[Oisf-users] tracking source and destination port

Michael Hoffrath at gmx.de
Thu Jul 4 17:54:22 UTC 2013


Hello Coop,

thanks for your reply.

Am 04.07.2013 um 19:47 schrieb Cooper F. Nelson:

> ET has rules like this:
> 
> > #These are intended to catch new worms and such scanning internally. Careful of falses.
> > #
> > alert tcp $HOME_NET any -> any 445 (msg:"ET SCAN Behavioral Unusual Port 445 traffic, Potential Scan or Infection"; flags: S,12; threshold: type both, track by_src, count 70 , seconds 60; reference:url,doc.emergingthreats.net/2001569; classtype:misc-activity; sid:2001569; rev:13;)
> 
> The problem is that if you modify it to a '-> any any' rule its going to
> match all traffic.

that is no problem, only the traffic of the attacked host will be forwarded to the suricata host (through ospf next hop).

> 
> The DDOS attacks you describe look like normal traffic flows; so its
> hard to detect it automatically.

Do you think? I think it's very unusual that many different hosts uses the same source and destination port :)

> 
> What you could do is look at your traffic patterns and set the threshold
> to something well above your normal peak flows for any unique
> destination port.  Something like:
> 
> > alert tcp $EXTERNAL_NET $HOME_NET -> any 80 (msg:"LOCAL Potential HTTP DDOS, high traffic"; flags: S,12; threshold: type both, track by_src, count 1000, seconds 10; 
> 

That is not an option as i really don't know what the destination port is.

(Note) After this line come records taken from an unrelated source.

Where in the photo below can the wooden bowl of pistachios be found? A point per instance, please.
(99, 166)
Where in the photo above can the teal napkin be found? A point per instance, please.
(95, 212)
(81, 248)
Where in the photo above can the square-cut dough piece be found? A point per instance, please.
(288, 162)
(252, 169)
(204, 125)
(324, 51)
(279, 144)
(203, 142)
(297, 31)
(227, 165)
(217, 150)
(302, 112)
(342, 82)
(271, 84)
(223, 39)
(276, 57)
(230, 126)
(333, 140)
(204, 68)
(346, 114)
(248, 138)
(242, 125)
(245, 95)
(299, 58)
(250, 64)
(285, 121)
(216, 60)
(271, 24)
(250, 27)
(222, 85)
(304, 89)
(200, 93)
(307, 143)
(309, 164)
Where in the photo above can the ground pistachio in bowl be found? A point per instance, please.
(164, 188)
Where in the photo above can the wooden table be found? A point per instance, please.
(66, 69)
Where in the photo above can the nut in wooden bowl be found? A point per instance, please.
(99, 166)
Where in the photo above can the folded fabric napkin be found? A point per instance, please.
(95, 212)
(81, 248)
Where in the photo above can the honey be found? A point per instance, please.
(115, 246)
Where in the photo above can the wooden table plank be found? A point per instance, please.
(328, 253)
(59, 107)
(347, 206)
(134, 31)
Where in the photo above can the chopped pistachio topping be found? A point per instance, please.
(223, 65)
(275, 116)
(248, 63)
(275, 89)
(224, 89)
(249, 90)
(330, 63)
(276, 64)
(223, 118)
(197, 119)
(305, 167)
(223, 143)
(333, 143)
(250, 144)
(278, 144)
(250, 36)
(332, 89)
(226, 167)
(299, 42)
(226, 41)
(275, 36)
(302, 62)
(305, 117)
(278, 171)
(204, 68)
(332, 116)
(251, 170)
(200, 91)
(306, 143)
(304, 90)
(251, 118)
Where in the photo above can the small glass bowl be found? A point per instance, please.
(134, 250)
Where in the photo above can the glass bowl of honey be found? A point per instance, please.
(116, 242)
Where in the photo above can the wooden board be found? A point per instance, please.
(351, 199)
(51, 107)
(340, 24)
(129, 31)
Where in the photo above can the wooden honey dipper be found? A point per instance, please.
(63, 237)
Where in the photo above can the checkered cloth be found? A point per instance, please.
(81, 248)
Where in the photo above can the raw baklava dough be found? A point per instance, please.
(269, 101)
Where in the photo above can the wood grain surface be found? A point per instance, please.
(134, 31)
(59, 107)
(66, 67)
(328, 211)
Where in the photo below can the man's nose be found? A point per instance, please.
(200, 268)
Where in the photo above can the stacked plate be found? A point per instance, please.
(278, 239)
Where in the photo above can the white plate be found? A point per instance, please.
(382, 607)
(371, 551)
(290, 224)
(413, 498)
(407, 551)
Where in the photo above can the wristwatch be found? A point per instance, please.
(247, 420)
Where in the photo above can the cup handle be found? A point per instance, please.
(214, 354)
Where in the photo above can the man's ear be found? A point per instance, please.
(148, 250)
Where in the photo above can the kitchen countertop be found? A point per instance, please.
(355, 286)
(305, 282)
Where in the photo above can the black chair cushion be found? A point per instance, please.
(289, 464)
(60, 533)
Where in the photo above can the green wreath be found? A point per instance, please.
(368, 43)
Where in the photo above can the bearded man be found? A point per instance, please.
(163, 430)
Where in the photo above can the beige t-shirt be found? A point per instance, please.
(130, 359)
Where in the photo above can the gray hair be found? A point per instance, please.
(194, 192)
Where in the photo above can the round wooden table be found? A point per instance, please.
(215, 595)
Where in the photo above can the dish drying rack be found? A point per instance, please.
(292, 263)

> Ideally what you would want would be a rule that detected a large number
> of half-open connections to any unique port.  I don't believe suricata
> currently has this feature.  Snort has a portscan preprocessor that can
> be used to do this (I think).  See:
> 
> http://manual.snort.org/node17.html#SECTION00323000000000000000
> 

ok that seems to be a good hint, thank you for this!

> Ideally you should only have a few ports open on your DMZ, so I
> personally would recommend just writing a few suricata rules as I
> described for whatever ports are exposed at your border.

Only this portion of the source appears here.